我正在尝试生成一个包含位置信息的列表。目前,我有一个带有字符串的字符向量。其中具有位置,信息,信息,信息,位置2,信息,信息,信息结构。我想要一个列表,其中每个元素都是location1:信息,信息信息等。
我试图创建一个标识数据中位置的循环,但是我无法理解如何将信息与位置动态地结合在一起(位置和信息数量在变化,因此我需要动态解决方案)。
list_of_locations = list()
locations = c("location1","location2")
original_vector = c("location1","July 123","August 345", "September 678", "location2","July 123","August 345")
for (word in original_vector){
if(word %in% locations){
list_of_locations[[word]] = word
} else {
list_of_locations[[word]] = word
}
}
我在寻找列表:
1: location1, July 123, August 345, September 678
2: location2, July 123, August 345...
答案 0 :(得分:1)
这不是有用的数据格式,但是您在这里:
split(original_vector,
cumsum(
grepl("location", original_vector, fixed = TRUE) #search for the word "location"
)
)
#$`1`
#[1] "location1" "July 123" "August 345" "September 678"
#
#$`2`
#[1] "location2" "July 123" "August 345"
或者(如果有位置矢量,则感谢@Ronak):
split(original_vector, cumsum(original_vector %in% locations)
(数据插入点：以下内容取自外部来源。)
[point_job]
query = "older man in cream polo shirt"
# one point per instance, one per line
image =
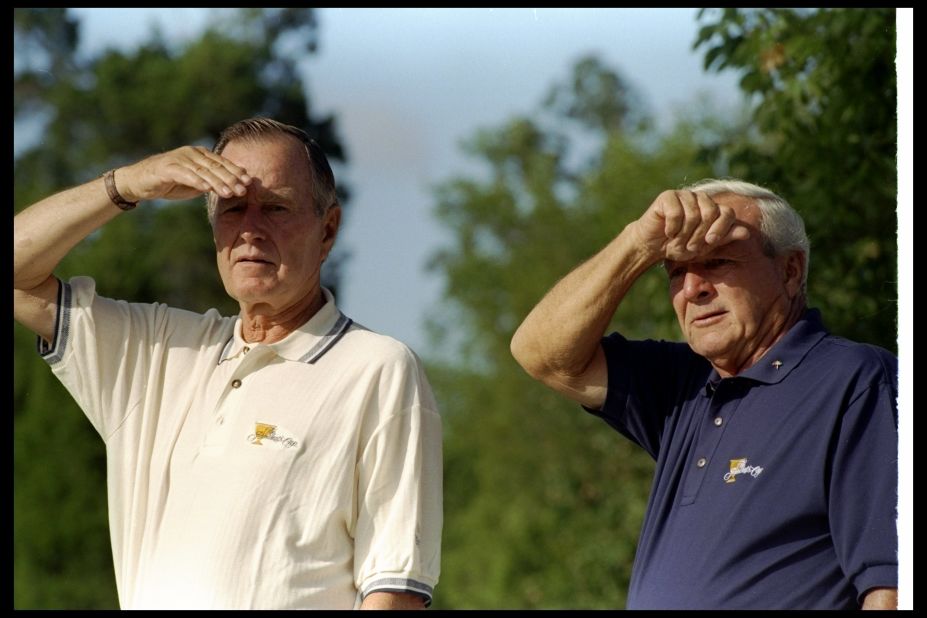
(285, 458)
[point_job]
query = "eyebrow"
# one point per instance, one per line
(263, 195)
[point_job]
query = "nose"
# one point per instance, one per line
(695, 287)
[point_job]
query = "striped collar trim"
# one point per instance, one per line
(306, 344)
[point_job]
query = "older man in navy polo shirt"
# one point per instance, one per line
(775, 441)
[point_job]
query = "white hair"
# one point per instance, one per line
(782, 227)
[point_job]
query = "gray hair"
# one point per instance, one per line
(324, 193)
(782, 227)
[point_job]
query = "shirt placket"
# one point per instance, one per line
(713, 421)
(231, 402)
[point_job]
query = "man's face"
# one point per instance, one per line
(733, 303)
(270, 243)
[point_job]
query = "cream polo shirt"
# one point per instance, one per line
(302, 474)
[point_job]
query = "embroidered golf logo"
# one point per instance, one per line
(277, 436)
(261, 431)
(739, 466)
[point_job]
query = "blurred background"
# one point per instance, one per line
(482, 154)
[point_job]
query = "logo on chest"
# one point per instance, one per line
(739, 466)
(271, 434)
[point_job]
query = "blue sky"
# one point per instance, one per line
(407, 85)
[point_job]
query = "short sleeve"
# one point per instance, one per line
(399, 513)
(863, 490)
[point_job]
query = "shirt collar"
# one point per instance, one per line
(785, 355)
(305, 344)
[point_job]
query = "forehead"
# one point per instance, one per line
(273, 161)
(745, 208)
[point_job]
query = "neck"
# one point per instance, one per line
(261, 324)
(777, 331)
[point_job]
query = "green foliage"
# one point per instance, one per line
(543, 502)
(824, 86)
(96, 113)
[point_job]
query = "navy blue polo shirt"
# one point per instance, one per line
(773, 489)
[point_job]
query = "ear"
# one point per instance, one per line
(331, 222)
(794, 269)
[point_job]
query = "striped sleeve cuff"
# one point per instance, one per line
(54, 352)
(399, 584)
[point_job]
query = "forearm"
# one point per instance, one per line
(393, 600)
(561, 334)
(881, 598)
(46, 231)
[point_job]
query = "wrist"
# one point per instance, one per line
(109, 181)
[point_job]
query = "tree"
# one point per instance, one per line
(96, 113)
(825, 98)
(544, 503)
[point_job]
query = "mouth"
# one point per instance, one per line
(707, 319)
(254, 260)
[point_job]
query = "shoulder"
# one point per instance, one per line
(378, 349)
(860, 358)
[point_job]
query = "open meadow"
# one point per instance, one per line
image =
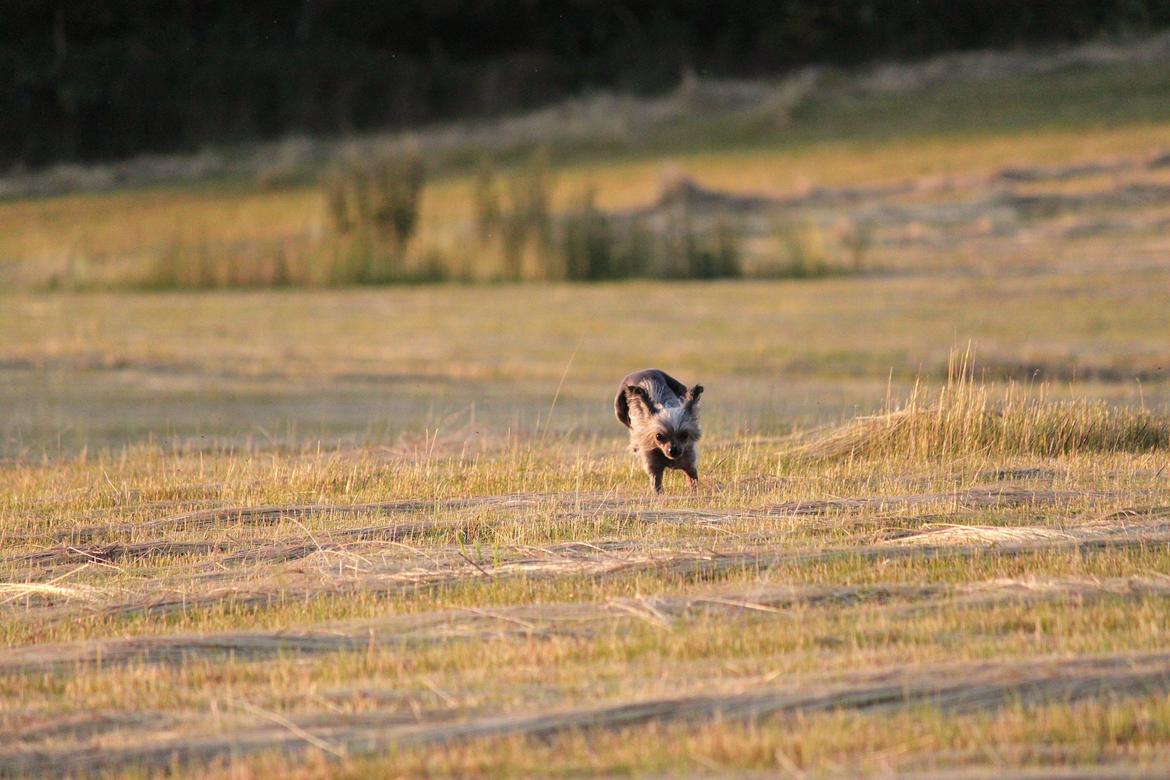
(394, 531)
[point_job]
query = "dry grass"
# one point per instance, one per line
(964, 419)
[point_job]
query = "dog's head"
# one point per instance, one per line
(672, 429)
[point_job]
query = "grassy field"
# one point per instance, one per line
(394, 531)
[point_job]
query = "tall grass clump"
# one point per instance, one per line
(516, 223)
(372, 208)
(967, 416)
(805, 249)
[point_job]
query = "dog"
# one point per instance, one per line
(662, 416)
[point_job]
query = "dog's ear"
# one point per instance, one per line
(639, 400)
(621, 407)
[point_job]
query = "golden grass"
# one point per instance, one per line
(964, 420)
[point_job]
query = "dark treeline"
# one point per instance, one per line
(87, 80)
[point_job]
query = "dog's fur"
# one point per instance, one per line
(662, 416)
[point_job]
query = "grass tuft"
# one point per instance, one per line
(965, 416)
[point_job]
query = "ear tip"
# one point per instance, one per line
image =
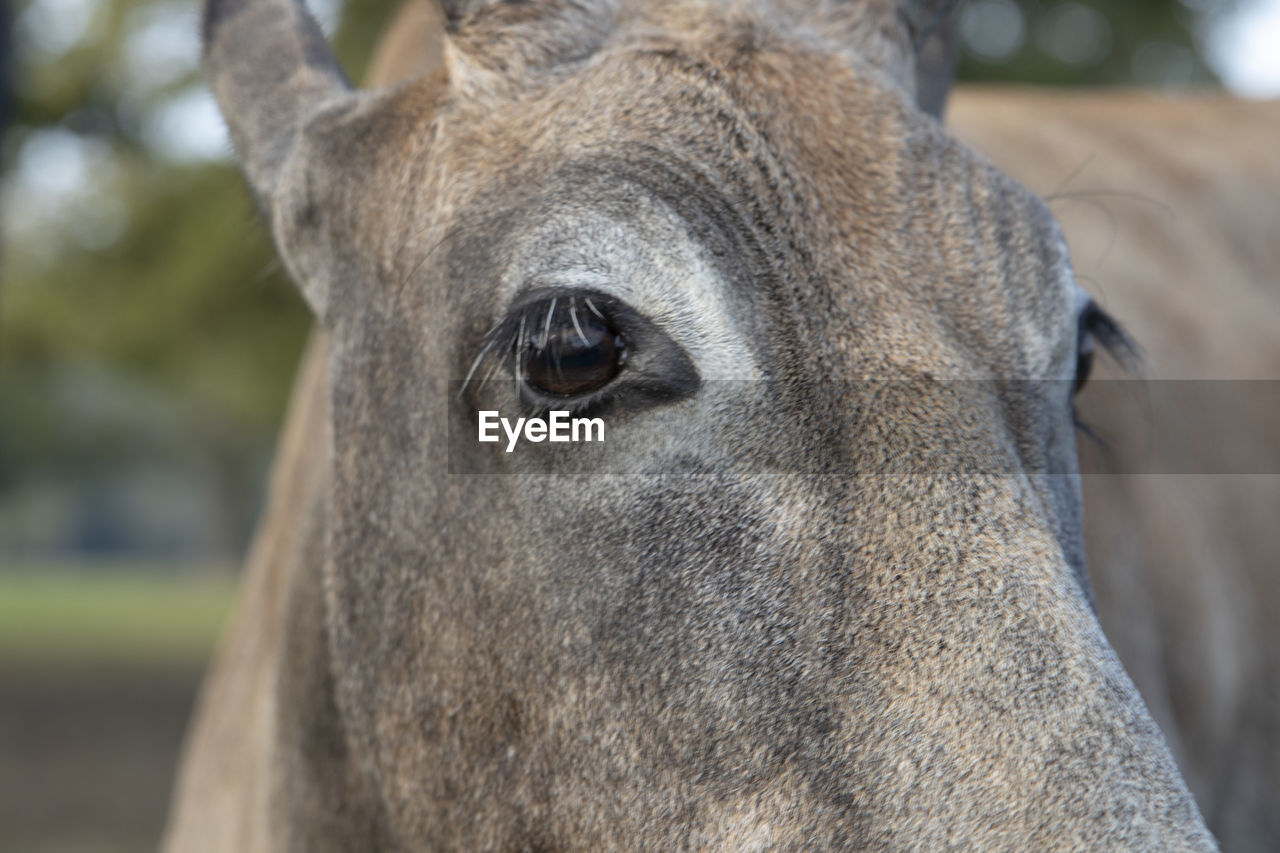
(215, 13)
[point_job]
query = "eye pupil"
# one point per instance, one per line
(577, 352)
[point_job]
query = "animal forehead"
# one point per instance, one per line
(813, 154)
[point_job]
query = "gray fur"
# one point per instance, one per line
(716, 649)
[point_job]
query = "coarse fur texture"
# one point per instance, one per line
(708, 646)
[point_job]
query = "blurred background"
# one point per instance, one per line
(147, 342)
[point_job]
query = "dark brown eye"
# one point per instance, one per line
(574, 351)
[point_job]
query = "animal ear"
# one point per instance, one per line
(932, 28)
(274, 78)
(517, 39)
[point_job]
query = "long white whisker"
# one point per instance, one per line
(547, 327)
(520, 349)
(572, 315)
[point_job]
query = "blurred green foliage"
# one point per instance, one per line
(147, 337)
(118, 616)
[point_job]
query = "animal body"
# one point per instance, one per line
(1171, 205)
(824, 589)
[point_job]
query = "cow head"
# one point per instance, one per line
(822, 584)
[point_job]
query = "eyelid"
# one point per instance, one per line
(524, 323)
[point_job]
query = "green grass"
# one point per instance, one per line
(100, 616)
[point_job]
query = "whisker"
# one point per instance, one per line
(520, 349)
(474, 365)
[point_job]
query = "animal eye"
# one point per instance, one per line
(575, 351)
(1084, 349)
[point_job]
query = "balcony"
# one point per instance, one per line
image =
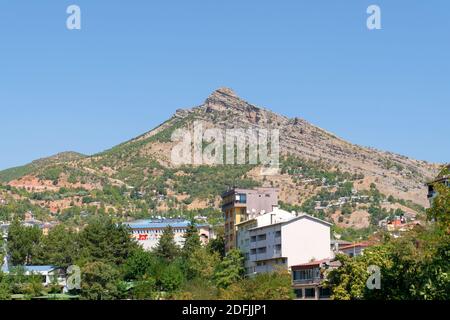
(308, 281)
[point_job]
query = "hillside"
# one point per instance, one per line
(137, 178)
如果您的数据实际上是所描述的格式(1个位置,3个信息条目),我将把original_vector转换成矩阵:
original_vector = c("location1","July 123","August 345", "September 678", "location2","July 123","August 345", "September 678")
t(matrix(original_vector, 4))
# [,1] [,2] [,3] [,4]
#[1,] "location1" "July 123" "August 345" "September 678"
#[2,] "location2" "July 123" "August 345" "September 678"
此格式允许轻松进行子设置和其他数据处理。